“I said I was a friend.”
She spoke in a quiet voice. “You’re not a friend.” She closed her eyes. “What are you doing here? Aren’t you supposed to be with Dinesh?”
“He can wait.”
She shook her head. “I feel so stupid.”
“Why?”
“I need a drink.” She fetched a bottle of Teacher’s and two brandy snifters from the sideboard. “What did you tell her?” She poured large measures into the glasses.
“Nothing.”
She drank one of the glasses down. Looked at the other. Drank that too.
“What did she ask you?”
“Nothing.”
She poured for herself again. “Slow down,” he said.
“Don’t lecture me.”
“I’m not.”
She poured him a glass too.
“It’s not the good stuff, I know.”
“Can I smoke?”
She waved her hand. “Sure.”
He took out his cigarettes and lighter. Offered her one. “You grew up in this house?”
She took it, he lit it. “You know I did.”
“You’re lucky.”
“So I’m told.”
He spotted pencil markings on the white paint of one of the pillars. Lines with dates written next to them, marking growth. “Is that you?”
She nodded.
He stood and went over to examine them. The last one was marked 26.7.97. He ran his finger over it. “What happened after this?”
“I grew up.”
He came back to the table.
“I don’t want to fight with you.”
She poured another whisky into her glass.
“It’ll hit you.”
“I’ll hit you.”
She drank the measure down.
“I feel like I’ve been sleepwalking,” she said after a long silence. “And I’ve woken to another bad dream.”
“What do you want to do?”
“I want to get out of here. Out of this city. Out of my life.”
“So let’s go.”
“It’s so easy for you, isn’t it? There’s nowhere to go.”
“Let me take you somewhere.”
“I don’t want to go to a hotel room with you.”
“I’m not talking about that.”
“Not some private dining room, not some VIP fucking bar.”
“No.” He stood, walked to the door. “Where I’m taking you, you don’t even have to change clothes. Are you coming?”
* * *
—
She lay across the back seat of his Audi as he sped her through the night, feet pressed against one of the doors. She wanted this cocoon. The AC was turned up very high, the upholstery fresh, the car an island. She felt the engine in her bones. Her teeth chattered with the cold and the adrenaline. He was on the phone, one hand on the wheel, speaking quietly. She watched the night city unspool like reams of ink ribbon while he managed the road. As they drove she felt she had been drugged. They were heading south toward the Qutb Minar. The car pulled along the straights at speed, the stretches between traffic lights devoured by the engine.
* * *
—
They traveled over the edges of South Delhi into Mehrauli. An inchoate world of farmland without farmers, their land hijacked and consumed by the secretive, the lucky, the adventurous, the strange, a labyrinth of dirt lanes and small holdings, shadowy, high-walled estates necklaced with barbed wired or crumbling villas grazed with goats. She’d been to a wedding reception here once, a school friend’s elder sister. What surprised her was the space. Land. So much hidden land. Now it was being colonized by the wealthy, the super-rich. She should have guessed what was coming.
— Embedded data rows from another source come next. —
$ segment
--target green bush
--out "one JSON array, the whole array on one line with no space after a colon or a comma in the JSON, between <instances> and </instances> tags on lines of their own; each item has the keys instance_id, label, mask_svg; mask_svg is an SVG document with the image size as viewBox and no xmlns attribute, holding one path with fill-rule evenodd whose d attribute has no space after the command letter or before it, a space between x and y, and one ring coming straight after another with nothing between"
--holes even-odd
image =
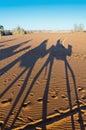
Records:
<instances>
[{"instance_id":1,"label":"green bush","mask_svg":"<svg viewBox=\"0 0 86 130\"><path fill-rule=\"evenodd\" d=\"M23 28L21 28L21 27L18 26L17 28L15 28L12 31L12 33L13 34L26 34L26 31Z\"/></svg>"},{"instance_id":2,"label":"green bush","mask_svg":"<svg viewBox=\"0 0 86 130\"><path fill-rule=\"evenodd\" d=\"M4 34L4 26L0 25L0 36Z\"/></svg>"},{"instance_id":3,"label":"green bush","mask_svg":"<svg viewBox=\"0 0 86 130\"><path fill-rule=\"evenodd\" d=\"M74 32L83 32L84 31L84 25L83 24L75 24L74 25Z\"/></svg>"}]
</instances>

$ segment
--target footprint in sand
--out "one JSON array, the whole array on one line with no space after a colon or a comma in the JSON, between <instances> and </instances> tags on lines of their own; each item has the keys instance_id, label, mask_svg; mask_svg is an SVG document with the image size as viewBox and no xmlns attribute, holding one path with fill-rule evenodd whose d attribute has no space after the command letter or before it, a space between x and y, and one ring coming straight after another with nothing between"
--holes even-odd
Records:
<instances>
[{"instance_id":1,"label":"footprint in sand","mask_svg":"<svg viewBox=\"0 0 86 130\"><path fill-rule=\"evenodd\" d=\"M3 84L6 85L8 82L9 82L9 79L6 78L6 79L3 81Z\"/></svg>"},{"instance_id":2,"label":"footprint in sand","mask_svg":"<svg viewBox=\"0 0 86 130\"><path fill-rule=\"evenodd\" d=\"M58 92L57 91L50 91L49 93L51 94L51 97L53 99L57 99L58 98Z\"/></svg>"},{"instance_id":3,"label":"footprint in sand","mask_svg":"<svg viewBox=\"0 0 86 130\"><path fill-rule=\"evenodd\" d=\"M37 101L38 101L39 103L42 103L42 102L43 102L43 98L38 98ZM46 102L49 103L50 101L47 100Z\"/></svg>"},{"instance_id":4,"label":"footprint in sand","mask_svg":"<svg viewBox=\"0 0 86 130\"><path fill-rule=\"evenodd\" d=\"M36 81L36 84L37 84L37 85L40 85L40 82L39 82L39 81Z\"/></svg>"},{"instance_id":5,"label":"footprint in sand","mask_svg":"<svg viewBox=\"0 0 86 130\"><path fill-rule=\"evenodd\" d=\"M13 77L16 77L17 75L16 74L13 74Z\"/></svg>"},{"instance_id":6,"label":"footprint in sand","mask_svg":"<svg viewBox=\"0 0 86 130\"><path fill-rule=\"evenodd\" d=\"M31 97L34 96L34 93L30 93L30 96L31 96Z\"/></svg>"},{"instance_id":7,"label":"footprint in sand","mask_svg":"<svg viewBox=\"0 0 86 130\"><path fill-rule=\"evenodd\" d=\"M83 87L79 87L77 90L80 92L83 90Z\"/></svg>"},{"instance_id":8,"label":"footprint in sand","mask_svg":"<svg viewBox=\"0 0 86 130\"><path fill-rule=\"evenodd\" d=\"M31 101L28 101L28 102L25 102L23 105L22 105L22 107L27 107L27 106L29 106L29 105L32 105L32 102Z\"/></svg>"},{"instance_id":9,"label":"footprint in sand","mask_svg":"<svg viewBox=\"0 0 86 130\"><path fill-rule=\"evenodd\" d=\"M3 100L1 103L2 103L2 104L5 104L5 103L11 102L11 101L12 101L12 98L9 98L9 99Z\"/></svg>"},{"instance_id":10,"label":"footprint in sand","mask_svg":"<svg viewBox=\"0 0 86 130\"><path fill-rule=\"evenodd\" d=\"M86 94L83 94L81 98L86 100Z\"/></svg>"},{"instance_id":11,"label":"footprint in sand","mask_svg":"<svg viewBox=\"0 0 86 130\"><path fill-rule=\"evenodd\" d=\"M43 99L42 99L42 98L38 98L37 101L38 101L39 103L42 103L42 102L43 102Z\"/></svg>"},{"instance_id":12,"label":"footprint in sand","mask_svg":"<svg viewBox=\"0 0 86 130\"><path fill-rule=\"evenodd\" d=\"M56 95L51 95L53 99L57 99L58 97Z\"/></svg>"},{"instance_id":13,"label":"footprint in sand","mask_svg":"<svg viewBox=\"0 0 86 130\"><path fill-rule=\"evenodd\" d=\"M68 100L68 97L66 95L61 95L61 98Z\"/></svg>"},{"instance_id":14,"label":"footprint in sand","mask_svg":"<svg viewBox=\"0 0 86 130\"><path fill-rule=\"evenodd\" d=\"M9 98L9 99L5 99L5 100L1 101L1 104L7 106L7 105L9 105L11 102L12 102L12 98Z\"/></svg>"},{"instance_id":15,"label":"footprint in sand","mask_svg":"<svg viewBox=\"0 0 86 130\"><path fill-rule=\"evenodd\" d=\"M17 84L17 86L18 86L18 88L20 88L20 87L21 87L21 84L20 84L20 83L18 83L18 84Z\"/></svg>"},{"instance_id":16,"label":"footprint in sand","mask_svg":"<svg viewBox=\"0 0 86 130\"><path fill-rule=\"evenodd\" d=\"M1 127L3 124L4 124L4 122L3 122L3 121L0 121L0 127Z\"/></svg>"}]
</instances>

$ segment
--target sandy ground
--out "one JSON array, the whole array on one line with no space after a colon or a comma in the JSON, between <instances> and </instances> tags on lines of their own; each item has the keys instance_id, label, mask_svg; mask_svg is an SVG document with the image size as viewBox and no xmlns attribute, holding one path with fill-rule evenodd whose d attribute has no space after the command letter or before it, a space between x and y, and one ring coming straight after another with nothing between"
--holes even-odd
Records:
<instances>
[{"instance_id":1,"label":"sandy ground","mask_svg":"<svg viewBox=\"0 0 86 130\"><path fill-rule=\"evenodd\" d=\"M86 130L85 32L0 39L0 127Z\"/></svg>"}]
</instances>

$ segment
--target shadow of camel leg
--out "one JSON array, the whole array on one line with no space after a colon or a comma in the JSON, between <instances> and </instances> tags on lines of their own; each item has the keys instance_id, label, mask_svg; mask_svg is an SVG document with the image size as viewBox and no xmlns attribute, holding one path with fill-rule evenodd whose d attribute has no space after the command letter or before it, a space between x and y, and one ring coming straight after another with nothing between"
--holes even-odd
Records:
<instances>
[{"instance_id":1,"label":"shadow of camel leg","mask_svg":"<svg viewBox=\"0 0 86 130\"><path fill-rule=\"evenodd\" d=\"M14 123L15 123L15 121L16 121L16 119L17 119L17 117L18 117L18 115L19 115L19 113L20 113L20 111L21 111L21 109L22 109L22 105L24 104L24 102L25 102L26 98L28 97L28 95L29 95L31 89L33 88L34 83L36 82L36 80L38 79L38 77L40 76L40 74L42 73L42 71L44 70L44 68L48 65L48 63L49 63L49 58L48 58L47 61L44 63L44 65L42 66L42 68L40 69L40 71L39 71L39 72L36 74L36 76L34 77L32 83L31 83L31 85L30 85L30 87L29 87L29 89L28 89L28 91L27 91L27 93L26 93L26 95L25 95L25 97L24 97L24 99L23 99L23 101L22 101L22 103L21 103L19 109L18 109L18 112L17 112L16 115L15 115L15 119L14 119L13 122L12 122L11 128L13 127L13 125L14 125Z\"/></svg>"},{"instance_id":2,"label":"shadow of camel leg","mask_svg":"<svg viewBox=\"0 0 86 130\"><path fill-rule=\"evenodd\" d=\"M70 111L72 111L72 100L71 100L70 83L68 77L68 63L66 60L64 62L65 62L66 85L67 85L67 92L68 92L68 99L69 99L69 107L70 107ZM71 123L72 123L72 130L75 130L73 115L71 115Z\"/></svg>"},{"instance_id":3,"label":"shadow of camel leg","mask_svg":"<svg viewBox=\"0 0 86 130\"><path fill-rule=\"evenodd\" d=\"M69 63L67 62L67 60L65 62L67 64L67 67L68 67L68 69L69 69L69 71L70 71L70 73L72 75L72 79L73 79L74 91L75 91L77 107L78 107L78 116L79 116L80 128L81 128L81 130L85 130L84 124L83 124L83 118L82 118L82 114L81 114L81 109L80 109L79 97L78 97L78 93L77 93L75 75L74 75L74 72L73 72L72 68L70 67Z\"/></svg>"},{"instance_id":4,"label":"shadow of camel leg","mask_svg":"<svg viewBox=\"0 0 86 130\"><path fill-rule=\"evenodd\" d=\"M7 88L0 94L0 98L12 87L12 85L25 73L27 68L25 68L11 83Z\"/></svg>"},{"instance_id":5,"label":"shadow of camel leg","mask_svg":"<svg viewBox=\"0 0 86 130\"><path fill-rule=\"evenodd\" d=\"M20 92L18 93L18 95L17 95L17 97L16 97L16 99L15 99L13 105L12 105L12 108L11 108L10 112L9 112L8 115L7 115L7 117L6 117L5 121L4 121L4 125L3 125L2 128L4 128L4 127L6 126L6 124L8 123L8 121L9 121L9 119L10 119L10 116L11 116L11 113L12 113L13 110L15 109L16 104L19 102L19 99L21 98L21 96L22 96L22 94L23 94L23 92L24 92L24 90L25 90L25 87L26 87L26 85L27 85L28 78L29 78L29 76L30 76L30 74L31 74L31 72L32 72L32 69L33 69L33 67L28 71L28 74L27 74L27 76L26 76L26 78L25 78L25 81L24 81L24 83L23 83L23 85L22 85L22 88L21 88ZM26 69L25 69L25 70L26 70ZM23 72L24 72L24 71L23 71Z\"/></svg>"},{"instance_id":6,"label":"shadow of camel leg","mask_svg":"<svg viewBox=\"0 0 86 130\"><path fill-rule=\"evenodd\" d=\"M54 60L53 57L51 57L47 83L46 83L46 86L45 86L45 91L44 91L44 96L43 96L42 119L43 119L44 122L46 122L46 117L47 117L48 91L49 91L49 84L50 84L50 77L51 77L51 72L52 72L53 60ZM42 130L46 130L45 125L42 126Z\"/></svg>"}]
</instances>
They came to a gleaming gate guarded by two old Rajasthanis with their mustaches and shotguns. They recognized the car, snapped to attention, ran to open the gate, and saluted as the car passed through. Beyond, the smooth dark tarmac of a private road. It was Delhi and it was not Delhi—lush verges, peacocks crying in the night, silent men tending to flower beds, no garbage, nothing broken. The engine hummed as the car moved at a stately pace, turning left and right as if on rails, as if this were a theme-park ride. The disorientation was intoxicating. She cracked open the window and even the air smelled different, moist and sweet, full of night-blooming jasmine. She watched the gates and high domes and gothic spires, guardhouses illuminated in white light, guards reading newspapers, listening to the radio, sipping chai, looking up to glance at the passing car. On the right there were no houses, no gates, nothing but a dark unbroken wall, almost as high as the trees that crowded the other side. They drove along this impregnable length until they reached a solid metal gate, built just wide enough for a car to pass, unremarkable after the other grand entrances. The car idled outside and a few seconds later a bolt was released from inside. The gate swung open inward. By the headlights she could make out woodland, a murky track that disappeared into a mass of trees. As the car drove in she saw Ajay holding the gate and they were swallowed inside.